From 1925 to 1939 the unit, which was founded as interception aviation company 17 (Jagd-Flieger-Kompanie 17), was equipped with eight Häfeli DH-5s and a Dewoitine D-27. From 1939 to 1942, flights were operated with C-35 and Fokker CV from Belinzona, Littau, Rümlang, Weinfelden, Hilfikon, Spreitenbach and other then airfields.
In 1942 they were trained to fly the C-3603 at their new home, Buochs Air Base. From 1945 to 1947 its flight operations with C-3603 were carried out from Raron.
In the post-war period, the interception company 17 was transferred into No. 3 squadron of the UeG (Überwachungsgeschwader) and used various aircraft types, among them the Morane D‐3800 from 1947 to 1955 and the C-3604 from 1947 to 1956.
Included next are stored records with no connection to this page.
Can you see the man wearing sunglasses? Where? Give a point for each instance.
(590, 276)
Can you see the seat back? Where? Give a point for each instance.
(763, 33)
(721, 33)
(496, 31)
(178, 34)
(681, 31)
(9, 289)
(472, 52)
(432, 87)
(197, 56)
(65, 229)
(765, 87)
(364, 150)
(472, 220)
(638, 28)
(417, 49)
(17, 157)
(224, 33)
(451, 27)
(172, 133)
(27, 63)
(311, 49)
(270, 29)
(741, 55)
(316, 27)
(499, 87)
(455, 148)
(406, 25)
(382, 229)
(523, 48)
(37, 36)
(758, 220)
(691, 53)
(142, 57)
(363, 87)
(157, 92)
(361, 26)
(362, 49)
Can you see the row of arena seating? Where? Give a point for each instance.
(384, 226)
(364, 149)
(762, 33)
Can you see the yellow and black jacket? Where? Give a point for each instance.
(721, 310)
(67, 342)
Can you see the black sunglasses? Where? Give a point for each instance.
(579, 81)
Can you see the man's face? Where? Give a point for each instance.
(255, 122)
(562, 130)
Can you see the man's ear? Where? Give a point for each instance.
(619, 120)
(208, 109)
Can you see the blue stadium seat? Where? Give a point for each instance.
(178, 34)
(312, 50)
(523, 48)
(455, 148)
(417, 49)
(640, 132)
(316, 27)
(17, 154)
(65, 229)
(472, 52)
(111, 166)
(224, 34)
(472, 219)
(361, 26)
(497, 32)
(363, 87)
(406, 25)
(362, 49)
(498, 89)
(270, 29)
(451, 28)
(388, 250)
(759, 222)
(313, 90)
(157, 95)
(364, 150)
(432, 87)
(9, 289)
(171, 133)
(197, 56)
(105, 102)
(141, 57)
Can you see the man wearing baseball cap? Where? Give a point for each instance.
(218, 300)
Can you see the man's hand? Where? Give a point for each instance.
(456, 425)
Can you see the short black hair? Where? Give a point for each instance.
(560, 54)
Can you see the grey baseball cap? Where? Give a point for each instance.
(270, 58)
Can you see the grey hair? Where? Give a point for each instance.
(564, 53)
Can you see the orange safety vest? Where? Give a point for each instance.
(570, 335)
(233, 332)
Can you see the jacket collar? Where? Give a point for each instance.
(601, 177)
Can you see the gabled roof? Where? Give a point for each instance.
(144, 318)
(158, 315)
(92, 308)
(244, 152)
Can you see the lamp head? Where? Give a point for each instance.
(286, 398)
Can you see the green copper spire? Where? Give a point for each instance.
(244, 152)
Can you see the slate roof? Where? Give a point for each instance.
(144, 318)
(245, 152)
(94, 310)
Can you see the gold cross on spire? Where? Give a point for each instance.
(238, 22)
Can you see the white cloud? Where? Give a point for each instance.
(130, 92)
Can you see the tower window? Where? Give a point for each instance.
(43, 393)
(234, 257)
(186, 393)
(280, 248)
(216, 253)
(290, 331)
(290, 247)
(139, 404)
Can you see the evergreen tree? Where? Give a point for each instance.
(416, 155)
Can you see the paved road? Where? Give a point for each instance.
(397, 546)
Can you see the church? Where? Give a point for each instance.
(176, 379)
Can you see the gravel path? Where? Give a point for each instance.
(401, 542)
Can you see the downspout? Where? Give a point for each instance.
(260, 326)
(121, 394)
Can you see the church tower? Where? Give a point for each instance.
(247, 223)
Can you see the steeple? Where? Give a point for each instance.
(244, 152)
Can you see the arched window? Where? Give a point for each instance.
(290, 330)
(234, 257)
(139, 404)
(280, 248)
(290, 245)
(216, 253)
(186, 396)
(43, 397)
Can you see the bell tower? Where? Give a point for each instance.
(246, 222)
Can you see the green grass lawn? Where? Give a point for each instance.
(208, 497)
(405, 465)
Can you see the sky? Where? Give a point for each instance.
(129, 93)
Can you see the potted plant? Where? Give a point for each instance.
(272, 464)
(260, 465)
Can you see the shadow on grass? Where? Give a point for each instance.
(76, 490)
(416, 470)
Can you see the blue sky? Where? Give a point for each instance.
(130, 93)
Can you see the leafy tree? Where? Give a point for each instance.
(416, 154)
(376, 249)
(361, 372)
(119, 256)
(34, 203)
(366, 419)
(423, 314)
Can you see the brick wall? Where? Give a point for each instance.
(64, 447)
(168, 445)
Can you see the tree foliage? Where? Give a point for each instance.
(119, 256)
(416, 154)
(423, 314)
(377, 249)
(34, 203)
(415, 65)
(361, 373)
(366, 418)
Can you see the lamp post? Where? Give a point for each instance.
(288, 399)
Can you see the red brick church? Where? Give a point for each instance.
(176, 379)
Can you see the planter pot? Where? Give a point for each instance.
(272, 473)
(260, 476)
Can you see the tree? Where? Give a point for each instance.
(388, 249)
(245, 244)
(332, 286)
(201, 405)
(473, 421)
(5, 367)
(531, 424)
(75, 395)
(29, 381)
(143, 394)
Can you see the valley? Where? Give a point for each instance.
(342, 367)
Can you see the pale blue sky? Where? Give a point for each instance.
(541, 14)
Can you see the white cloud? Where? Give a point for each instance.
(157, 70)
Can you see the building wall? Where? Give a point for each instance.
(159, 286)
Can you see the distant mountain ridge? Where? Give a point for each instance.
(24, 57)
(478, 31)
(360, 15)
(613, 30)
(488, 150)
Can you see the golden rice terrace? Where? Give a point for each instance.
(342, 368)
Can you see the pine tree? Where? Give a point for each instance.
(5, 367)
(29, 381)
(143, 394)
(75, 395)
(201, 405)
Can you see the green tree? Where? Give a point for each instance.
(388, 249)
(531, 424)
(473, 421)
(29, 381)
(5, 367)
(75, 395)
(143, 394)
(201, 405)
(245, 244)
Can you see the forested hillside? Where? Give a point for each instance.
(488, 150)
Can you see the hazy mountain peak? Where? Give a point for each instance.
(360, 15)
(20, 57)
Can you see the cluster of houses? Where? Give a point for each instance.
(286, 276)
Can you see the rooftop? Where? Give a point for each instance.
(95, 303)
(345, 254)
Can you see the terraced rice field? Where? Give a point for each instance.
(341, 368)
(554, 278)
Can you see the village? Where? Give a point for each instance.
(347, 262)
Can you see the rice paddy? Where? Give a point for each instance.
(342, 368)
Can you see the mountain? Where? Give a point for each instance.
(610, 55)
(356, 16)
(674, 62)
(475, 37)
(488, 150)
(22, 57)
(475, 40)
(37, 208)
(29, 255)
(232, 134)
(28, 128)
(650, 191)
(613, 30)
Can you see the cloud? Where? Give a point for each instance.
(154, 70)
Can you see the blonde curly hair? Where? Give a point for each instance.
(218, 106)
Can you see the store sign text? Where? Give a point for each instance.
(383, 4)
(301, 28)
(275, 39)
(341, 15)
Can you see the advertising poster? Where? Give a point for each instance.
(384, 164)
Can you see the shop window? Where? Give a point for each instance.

In 1952, today's Fliegerstaffel 17 was founded as a unit of pilots only. The first jet aircraft operations of the Fliegerstaffel 17 were taken up from 1955 with De Havilland D.H. 112 Mk 4 Venom on Buochs Air Base and Militärflugplatz Emmen, which continued until 1967. In 1963, the "Falcon" was introduced as a new squadron emblem. From 1969 to 1975, flight operations were conducted with Mirage IIIS from Turtmann Air Base, followed by a period at Payerne Air Base from 1976 to 1997. After that it became the first squadron of the Swiss Air Force flying the F/A-18 Hornet. At the end of 2005, the Überwachunggeschwader was disbanded and its units were transferred to the similar Berufsfliegerkorps. In 2010, the F/A-18C with the tailnumber J-5017 received a permanent squadron painting. In normal flight operation the J-5017 is given priority to the pilots of Fliegerstaffel 17, but is also flown by other pilots. If the current F/A-18 Hornet Solo Display pilot is from the Fliegerstaffel 17, he will fly the J-5017, if available.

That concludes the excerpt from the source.